Randy Bush is a member of technical staff at Arrcus and a research fellow at Internet Initiative Japan. He was among the inaugural inductees into the Internet Hall of Fame in 2012, given by the Internet Society.[1]
Bush has been working in the computer industry since 1966. He began with programming languages and specifically compilers. In 1977 he co-founded Northwest Microcomputer Systems with several other businessmen and computer engineers in Coos Bay, Oregon. The company released the 85/P, a Pascal development microcomputer, in 1978.[2] [3]
In the late 1980s and early 1990s, Bush played a role in bringing the Internet to South Africa.[4]
Bush was the senior engineer of the Verio founding team in the late 1990s, and worked there for five years as the Vice President of IP Networking.[5] He was the Principal Engineer at RAINet in the early 90s, which was later acquired by Verio at which time he joined Verio. He was the founder of the Network Startup Resource Center and worked there as a PI.

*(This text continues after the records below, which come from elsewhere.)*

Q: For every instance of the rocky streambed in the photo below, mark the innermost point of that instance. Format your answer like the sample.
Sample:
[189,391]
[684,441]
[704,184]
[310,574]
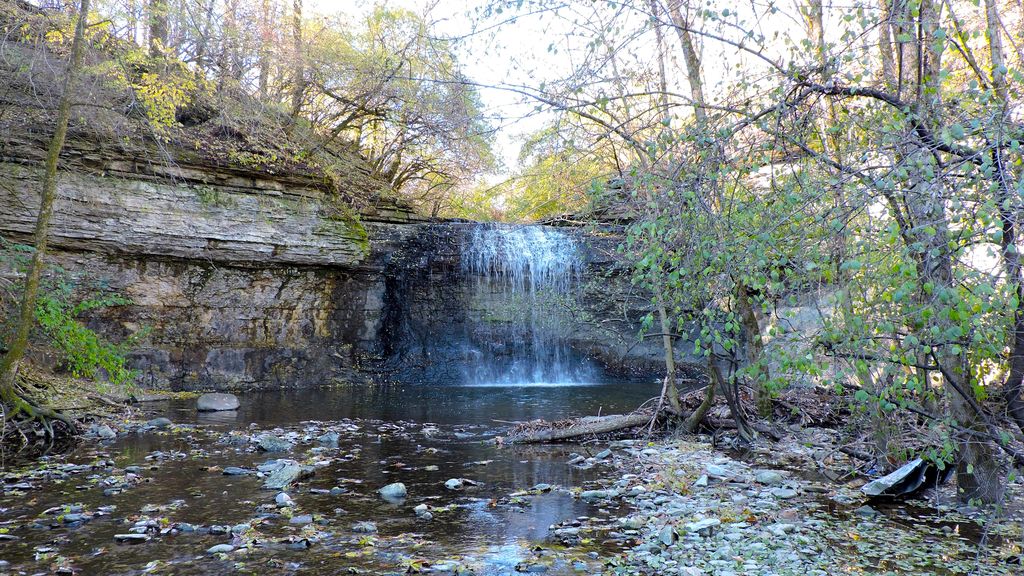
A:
[217,495]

Bush has served as a member of the IESG. At APNIC, he has been the Routing SIG Co-Chair, Policy SIG Co-Chair, and the Fees Working Group Chair. He was on the founding board of ARIN, helped start AFRINIC, NANOG, etc. He was the chair of the ACM Internet Governance Committee. Bush also co-founded the Non-Commercial Domain Name Holders' Constituency within ICANN's DNSO.
Bush was one of the core architects and designers of the Resource Public Key Infrastructure (RPKI), Route Origin Validation, BGPsec, and a number of other associated technologies.
He has also been the technical contact for the .bz ccTLD,[6] and has executed the technical operations for .ng.[7] [8]
Bush was a chair of the IETF Working Group on the DNS for a decade[9] .[10] Randy has been influential in setting up Internet networks in parts of Latin America, Southern and Eastern Africa, etc.[11] He has also served as a Corporate researcher at AT&T for more than a year.[12]
On November 27, 2023, at the 87th RIPE meeting in Rome, Bush was honored with the Rob Blokzijl Award.[13]